Dieses ist kein Widerspruch. Die Landesregierung ist sehr bemüht noch in diesem Jahr ein Artikelgesetz auf den Weg zu bringen, bei dem bis zum Ende des Jahres das Gesetzgebungsverfahren abgeschlossen sein soll. In diesem Gesetz soll sowohl die Wochenarbeitszeit als auch die Lebensarbeitszeit der Beamtinnen und Beamten Thüringens neu geregelt werden. Ziel ist die 40-Stundenwoche und die sukzessive Anhebung der Lebensarbeitszeit analog der der Tarifbeschäftigten auf 67 Jahre. Sollte dieses der Landesregierung gelingen, was wir hoffen und unterstützen, so wäre die Thüringer Verordnung über die Arbeitszeit der Beamten ab 1. Januar 2011 auf Grund höherrangigen Rechts außer Kraft.
Der tbb beamtenbund und tarifunion thüringen begrüßt diese Gesetzesinitiative ausdrücklich. Nicht nur das die geringere Wochenarbeitszeit zu einer einheitlichen Arbeitszeit der Beschäftigten im öffentlichen Dienst führt, auch die Anhebung der Lebensarbeitszeit unterstreicht dieses und schließt gleichzeitig Versorgungslücken der Beamtinnen und Beamten, die erst spät verbeamtet worden sind.

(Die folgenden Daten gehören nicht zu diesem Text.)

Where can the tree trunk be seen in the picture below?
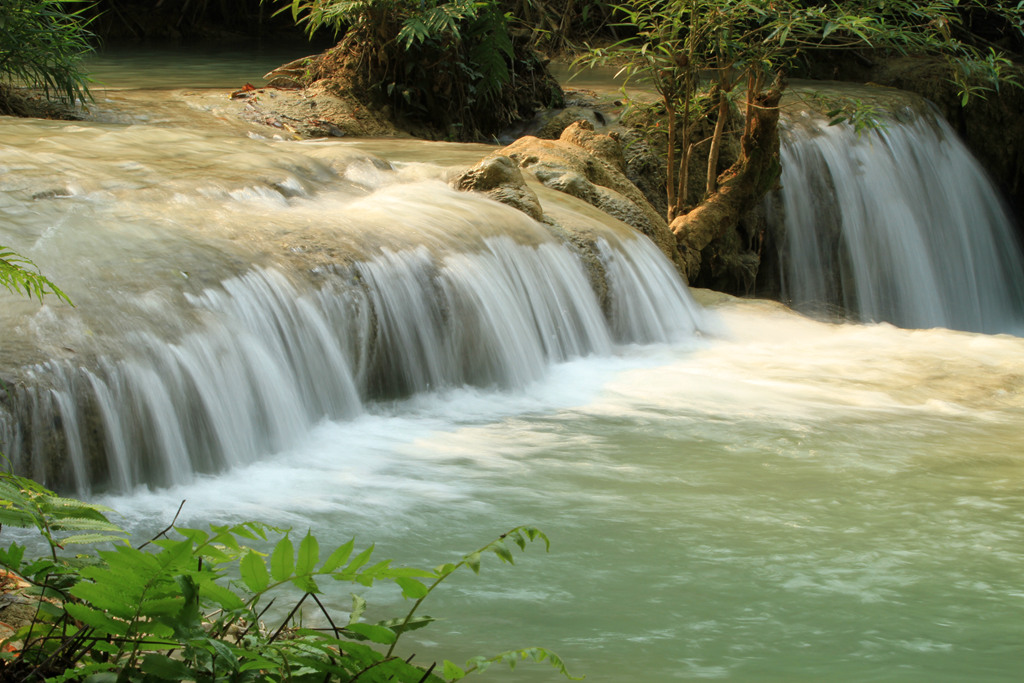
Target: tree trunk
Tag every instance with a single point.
(742, 184)
(716, 140)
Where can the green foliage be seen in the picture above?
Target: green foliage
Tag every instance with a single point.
(42, 43)
(18, 275)
(446, 63)
(188, 605)
(682, 47)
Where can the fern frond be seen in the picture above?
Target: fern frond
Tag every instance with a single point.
(20, 275)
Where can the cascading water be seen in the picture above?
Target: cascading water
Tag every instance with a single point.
(898, 224)
(306, 335)
(463, 292)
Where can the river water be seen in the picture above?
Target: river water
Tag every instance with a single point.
(750, 495)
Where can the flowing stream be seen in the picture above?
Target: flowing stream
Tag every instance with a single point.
(324, 335)
(897, 224)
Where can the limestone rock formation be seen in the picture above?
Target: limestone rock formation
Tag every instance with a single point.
(590, 166)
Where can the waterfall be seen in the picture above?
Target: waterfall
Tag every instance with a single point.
(897, 224)
(272, 356)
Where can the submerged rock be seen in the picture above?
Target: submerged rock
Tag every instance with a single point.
(590, 166)
(499, 177)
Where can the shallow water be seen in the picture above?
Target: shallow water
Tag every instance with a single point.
(792, 501)
(776, 500)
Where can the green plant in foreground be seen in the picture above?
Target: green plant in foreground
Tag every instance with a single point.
(42, 43)
(17, 274)
(189, 604)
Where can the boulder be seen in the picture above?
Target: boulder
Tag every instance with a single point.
(499, 177)
(590, 166)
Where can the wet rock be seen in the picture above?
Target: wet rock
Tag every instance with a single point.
(501, 179)
(590, 166)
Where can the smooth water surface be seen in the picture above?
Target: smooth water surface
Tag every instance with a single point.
(792, 501)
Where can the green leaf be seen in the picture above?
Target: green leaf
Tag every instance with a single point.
(358, 606)
(504, 554)
(283, 559)
(254, 573)
(166, 668)
(83, 539)
(305, 584)
(453, 672)
(359, 560)
(222, 596)
(338, 557)
(412, 588)
(96, 619)
(473, 561)
(373, 633)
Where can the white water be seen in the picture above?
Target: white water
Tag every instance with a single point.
(779, 500)
(897, 224)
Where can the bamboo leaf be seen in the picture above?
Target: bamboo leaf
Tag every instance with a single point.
(308, 555)
(283, 559)
(253, 570)
(338, 557)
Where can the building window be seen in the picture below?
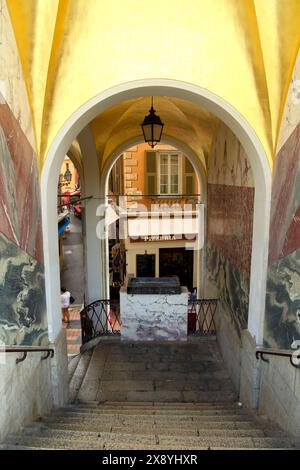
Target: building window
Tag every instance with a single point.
(169, 175)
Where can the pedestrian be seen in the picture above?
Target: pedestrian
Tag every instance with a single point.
(65, 304)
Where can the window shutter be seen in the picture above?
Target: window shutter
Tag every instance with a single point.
(188, 177)
(150, 172)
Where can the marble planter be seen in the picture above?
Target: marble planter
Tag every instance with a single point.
(154, 317)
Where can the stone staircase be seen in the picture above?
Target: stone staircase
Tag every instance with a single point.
(151, 396)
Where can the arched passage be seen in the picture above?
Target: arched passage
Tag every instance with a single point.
(223, 110)
(199, 170)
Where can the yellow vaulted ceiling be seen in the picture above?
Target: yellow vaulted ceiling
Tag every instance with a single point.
(241, 50)
(182, 120)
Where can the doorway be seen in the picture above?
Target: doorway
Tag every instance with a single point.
(177, 262)
(145, 265)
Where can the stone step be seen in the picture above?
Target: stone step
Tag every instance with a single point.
(167, 396)
(78, 375)
(125, 419)
(146, 412)
(159, 430)
(72, 440)
(156, 406)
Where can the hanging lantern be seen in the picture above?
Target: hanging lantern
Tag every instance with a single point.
(152, 127)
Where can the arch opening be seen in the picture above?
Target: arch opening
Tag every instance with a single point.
(223, 110)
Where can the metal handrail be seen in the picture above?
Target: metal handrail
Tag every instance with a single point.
(259, 354)
(25, 351)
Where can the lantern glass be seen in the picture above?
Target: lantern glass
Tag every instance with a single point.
(152, 127)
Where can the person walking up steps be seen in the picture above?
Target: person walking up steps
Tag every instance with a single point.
(65, 304)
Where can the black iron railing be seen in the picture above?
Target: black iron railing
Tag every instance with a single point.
(201, 316)
(294, 356)
(8, 349)
(100, 318)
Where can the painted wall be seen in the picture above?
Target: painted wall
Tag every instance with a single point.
(22, 291)
(282, 320)
(229, 227)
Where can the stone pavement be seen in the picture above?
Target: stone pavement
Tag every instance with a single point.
(191, 371)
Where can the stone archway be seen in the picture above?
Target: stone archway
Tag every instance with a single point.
(161, 87)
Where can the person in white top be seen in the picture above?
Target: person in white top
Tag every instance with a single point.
(65, 304)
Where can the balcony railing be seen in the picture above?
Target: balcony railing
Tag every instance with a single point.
(201, 316)
(102, 318)
(25, 350)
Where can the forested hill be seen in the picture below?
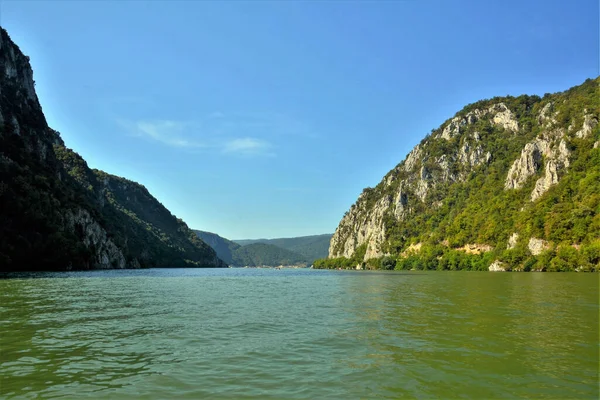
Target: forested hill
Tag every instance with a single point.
(58, 214)
(311, 247)
(253, 254)
(507, 183)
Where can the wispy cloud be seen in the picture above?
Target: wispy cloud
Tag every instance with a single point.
(234, 134)
(248, 146)
(171, 133)
(225, 136)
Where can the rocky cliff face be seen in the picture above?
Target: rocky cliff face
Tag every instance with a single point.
(483, 177)
(56, 213)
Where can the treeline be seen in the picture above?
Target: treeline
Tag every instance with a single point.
(561, 258)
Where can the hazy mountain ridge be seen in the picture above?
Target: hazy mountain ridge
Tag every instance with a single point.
(312, 247)
(59, 214)
(254, 254)
(512, 182)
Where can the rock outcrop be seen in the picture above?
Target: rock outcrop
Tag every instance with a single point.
(497, 266)
(472, 179)
(59, 214)
(537, 246)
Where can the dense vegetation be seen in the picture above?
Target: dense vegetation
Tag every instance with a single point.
(262, 254)
(254, 254)
(56, 213)
(478, 209)
(311, 247)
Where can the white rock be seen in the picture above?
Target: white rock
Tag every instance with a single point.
(537, 246)
(512, 241)
(497, 266)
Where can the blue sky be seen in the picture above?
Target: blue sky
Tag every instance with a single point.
(267, 119)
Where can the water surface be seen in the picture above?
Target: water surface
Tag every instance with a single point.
(242, 333)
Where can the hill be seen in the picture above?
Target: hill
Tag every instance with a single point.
(311, 247)
(253, 254)
(224, 248)
(58, 214)
(507, 183)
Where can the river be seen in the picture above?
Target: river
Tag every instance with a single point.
(263, 333)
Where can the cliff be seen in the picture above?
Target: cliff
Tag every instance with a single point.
(58, 214)
(516, 177)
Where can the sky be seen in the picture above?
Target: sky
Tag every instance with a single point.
(257, 119)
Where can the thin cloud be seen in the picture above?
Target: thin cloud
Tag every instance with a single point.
(193, 135)
(171, 133)
(247, 146)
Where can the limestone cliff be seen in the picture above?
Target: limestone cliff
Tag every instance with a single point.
(494, 175)
(56, 213)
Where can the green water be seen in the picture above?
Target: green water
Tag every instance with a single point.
(299, 334)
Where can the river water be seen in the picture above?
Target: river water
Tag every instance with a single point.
(259, 333)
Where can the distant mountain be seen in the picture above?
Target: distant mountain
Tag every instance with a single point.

Leider wird die von uns geforderte Freiwilligkeit voraussichtlich keine Berücksichtigung finden.
Auch ist in diesem Artikelgesetz keine Altersteilzeitregelung vorgesehen. In diesem Punkt wird der tbb beamtenbund und tarifunion thüringen noch einmal mit Nachdruck seine Forderungen gegenüber der Landesregierung darlegen.